Fort Fullerton previously occupied the site on which The Fullerton Hotel now stands. Named after Sir Robert Fullerton, the first governor of the Straits Settlement of Singapore, it was built in 1829, to defend the town at the mouth of the Singapore River. The Fullerton building was designed by the Shanghai based architectural firm of Keys & Dowdeswel and built in 1928. It was then the largest building in Singapore, costing over four million Singaporian dollars. On the top of the building is the original lighthouse used to guide mariner's into the harbour. The hotel became the centre of Singapore's commercial, social and official life. At one time it housed three of Singapore's more important institutions; the General Post Office, the Singapore Town Club and the Chamber of Commerce.

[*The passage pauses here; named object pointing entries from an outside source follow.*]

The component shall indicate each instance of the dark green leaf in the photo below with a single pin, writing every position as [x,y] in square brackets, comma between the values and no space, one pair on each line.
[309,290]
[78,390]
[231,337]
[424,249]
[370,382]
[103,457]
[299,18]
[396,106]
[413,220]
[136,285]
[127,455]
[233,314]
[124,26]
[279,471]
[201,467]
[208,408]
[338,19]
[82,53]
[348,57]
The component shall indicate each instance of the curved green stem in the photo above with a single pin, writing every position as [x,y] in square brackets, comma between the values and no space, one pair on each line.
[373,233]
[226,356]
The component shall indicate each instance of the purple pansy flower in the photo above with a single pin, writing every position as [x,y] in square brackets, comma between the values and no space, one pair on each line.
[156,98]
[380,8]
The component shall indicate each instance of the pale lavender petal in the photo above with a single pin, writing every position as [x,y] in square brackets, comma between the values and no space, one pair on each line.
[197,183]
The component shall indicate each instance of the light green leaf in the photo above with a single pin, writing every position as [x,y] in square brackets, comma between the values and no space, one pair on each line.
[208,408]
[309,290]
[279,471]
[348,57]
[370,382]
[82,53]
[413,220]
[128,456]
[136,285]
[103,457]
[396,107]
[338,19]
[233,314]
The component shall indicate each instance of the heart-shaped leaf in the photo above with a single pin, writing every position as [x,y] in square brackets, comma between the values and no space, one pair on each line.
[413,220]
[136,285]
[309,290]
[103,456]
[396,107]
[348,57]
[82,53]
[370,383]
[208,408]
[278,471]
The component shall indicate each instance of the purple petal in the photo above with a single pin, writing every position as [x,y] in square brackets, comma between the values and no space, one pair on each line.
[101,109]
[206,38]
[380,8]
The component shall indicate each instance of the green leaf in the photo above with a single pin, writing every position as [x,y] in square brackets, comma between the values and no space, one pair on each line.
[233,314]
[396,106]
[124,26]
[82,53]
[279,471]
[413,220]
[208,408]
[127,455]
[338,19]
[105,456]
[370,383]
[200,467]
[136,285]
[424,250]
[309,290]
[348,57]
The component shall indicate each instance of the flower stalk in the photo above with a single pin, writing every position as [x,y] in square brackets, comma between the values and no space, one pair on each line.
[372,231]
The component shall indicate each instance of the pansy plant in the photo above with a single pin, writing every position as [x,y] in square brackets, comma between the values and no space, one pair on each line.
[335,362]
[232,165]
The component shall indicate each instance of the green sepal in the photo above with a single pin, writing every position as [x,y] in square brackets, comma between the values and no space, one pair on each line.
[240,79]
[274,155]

Singapore Discovery Centre

This centre houses an interactive account of Singapore's history and its technological endeavours. there are virtual reality games and iWERKS Theatre that contains a 5-storey high giant screen with a 3-D capability. There is a shooting gallery and a 6-DOF (degree of Freedom) motion simulator as well as several interactive games.

Singapore River

The banks of the Singapore River originally housed the the first immigrants to the island. Here Singapore was transformed from a fishing village into a major seaport. It was at Raffles Quay that Sir Stamford Raffles landed and founded Singapore in 1819 from this stat Singapore's rise to riches began. Here can be found Parliament House, the oldest mosque on the Island, Omar Kampong Melaka Mosque and the Taoist Tan Si Chong Su temple.

Malay Village

In the Geyland area of Singapore is the Malay Village, a recreation of the village lifestyle of Singapore Malays in the 1950s. It reflects the lifestyle of the kampung including traditional activities such as batik and kite-making, and various kampung games.

Tiger Balm Gardens (Haw Par Villa)

The gardens allow you to enter the mythical world of ancient Chinese legend with dragons and demons included. One of the most notable scenes is the Ten Courts of Hell depicting figures in a chilling tale of death and rebirth. The gardens were built in them 1930's.

World War II

The Battle Box

This was the bomb-proof World War 2 bunker where Lieutent-General Percival made the decision to surrender to the invading Japanese on 15th February 1942. The bunker is now a museum containing robotic wax figures and virtual reality viewing of the actual footage of the events that led up to the surrender of Singapore.

Fort Siloso on Sentosa

The fort is Singapore's only preserved fort that affords visitors the chance to re-live the Fort's history from its humble beginnings to its role in the fierce battle for Singapore in 1942. The fortress has been modified to provide a sensory adventure of the life of a recruit, complete with the sounds of costal guns, and Assualt Course, was games, tunnels and soldiers.

Kranji War Memorial

Located off Woodlands, in the northern section of Singapore, the Kranji War Cemetery including the Singapore Memorial is the final resting place of thousands of Allied troops who died throughout Southeast Asia during World War 2. The cemetery is maintained by the Commonwealth War Graves Commision. A register containing the names of deceased soldiers is available. Kranji is also the resting place for past Singaporian Presidents.

Changi Prison Chapel

Originally the prison that housed many of the Allied prisoners of war the prison has now been upgraded to a museum memorial.


The MRT/LRT covers a large part of Singapore and maps can be obtained from any of the stations along the line. Various types of ticket are available but for single trips ensure you have enough correct loose change to buy the necessary ticket. Alternatively Singapore is served by superb bus system again ensure that you have the correct loose change before boarding. Other than these forms of transport you can always use a taxi, just find a taxi stop and stand and wait.